Dans le match 1, Q.Becquey a confié la balle au jeune Axel Laval-Quesney. Une grosse responsabilité que celle de mettre un terme à une séquence négative, mais le jeune lanceur a prouvé cette année qu’il prenait une autre dimension. Il a été solide pendant 4 manches, et la relève de Mercadier a fait la différence, même s’il y eut quelques frayeurs en fin de match et que les lanceurs rouennais ont vraiment du mal à fermer la porte quand leur équipe vient de marquer un point. Les frayeurs furent surtout dues à une défense encore chancelante, responsable de 8 erreurs dans les 2 matches. Il y eut aussi ces problèmes récurrents de productivité. Certes 11 pour 30 avec des coureurs en position de marquer, ce n’est pas si mal, mais quelques mauvaises courses, quelques at-bat mal gérées, des buts laissés remplis à trois reprises, montrent que l’attaque rouennaise doit encore effectuer des réglages avant de tourner à plein régime.
DEUX COUPS DE CANON DE DAGNEAU
Le positif l’emporte toutefois largement sur le négatif.
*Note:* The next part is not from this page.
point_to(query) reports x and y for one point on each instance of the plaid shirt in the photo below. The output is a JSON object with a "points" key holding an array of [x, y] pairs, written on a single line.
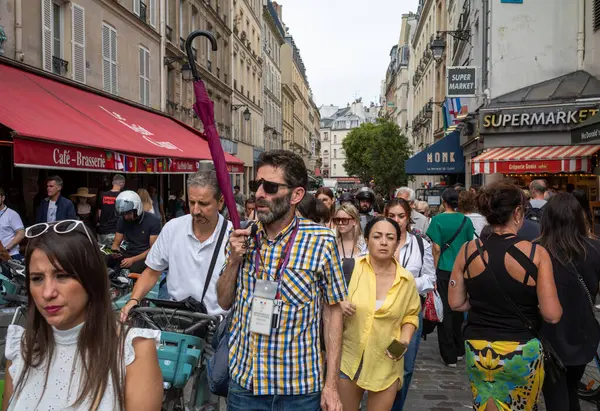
{"points": [[288, 362]]}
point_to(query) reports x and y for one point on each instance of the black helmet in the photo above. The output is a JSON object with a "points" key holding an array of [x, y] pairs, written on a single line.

Dans le match 1, les Huskies ont dominé Luis Gonzalez, qui a donné 10 hits en 7 manches (il n’en avait jusque-là concédé au maximum 8 en 9 manches contre Toulouse) et donné 7 points mérités, alors qu’il n’en a donné que 8 à ses 5 premiers matches. Tout le monde a contribué. Dans le match 2, c’est Harrison qui a attiré l’attention avec une récolte de 7 RBI, la plus élevée en D1 depuis le 3 juillet 2022 et les 9 RBI de… Bastien Dagneau contre Metz. Et Harrison a laissé les buts remplis à son premier passage, autant dire qu’il aurait pu encore plus faire sauter la banque. L’organisation des Pirates ne s’y est pas trompée en décernant son traditionnel prix de l’homme du match à Harrison, une belle reconnaissance.
Dans une récolte de 25 hits en 2 matches tout le monde a évidemment participé, et le nouveau line-up de coach Becquey, avec notamment Hugo Blondel comme premier frappeur, a porté ses fruits.
Voilà donc les Huskies qui restent dans la roue des Barracudas, qui ont disposé deux fois de La Rochelle, restant sur une série de 4 victoires consécutives et de 7 succès à leurs 8 derniers matches. Les deux formations pourraient se retrouver en ½ finale ou en finale de la Coupe d’Europe, on en salive d’avance. Elles ont en tout cas fait un petit break sur Sénart, La Rochelle et Toulouse, qui semblent destinés à se bagarrer pour les deux places restantes en play-offs. Mais il ne faut pas tenir pour éliminés d’avance Béziers, Metz et Savigny, certes légèrement décrochés, mais qui ont montré qu’ils pouvaient battre n’importe qui.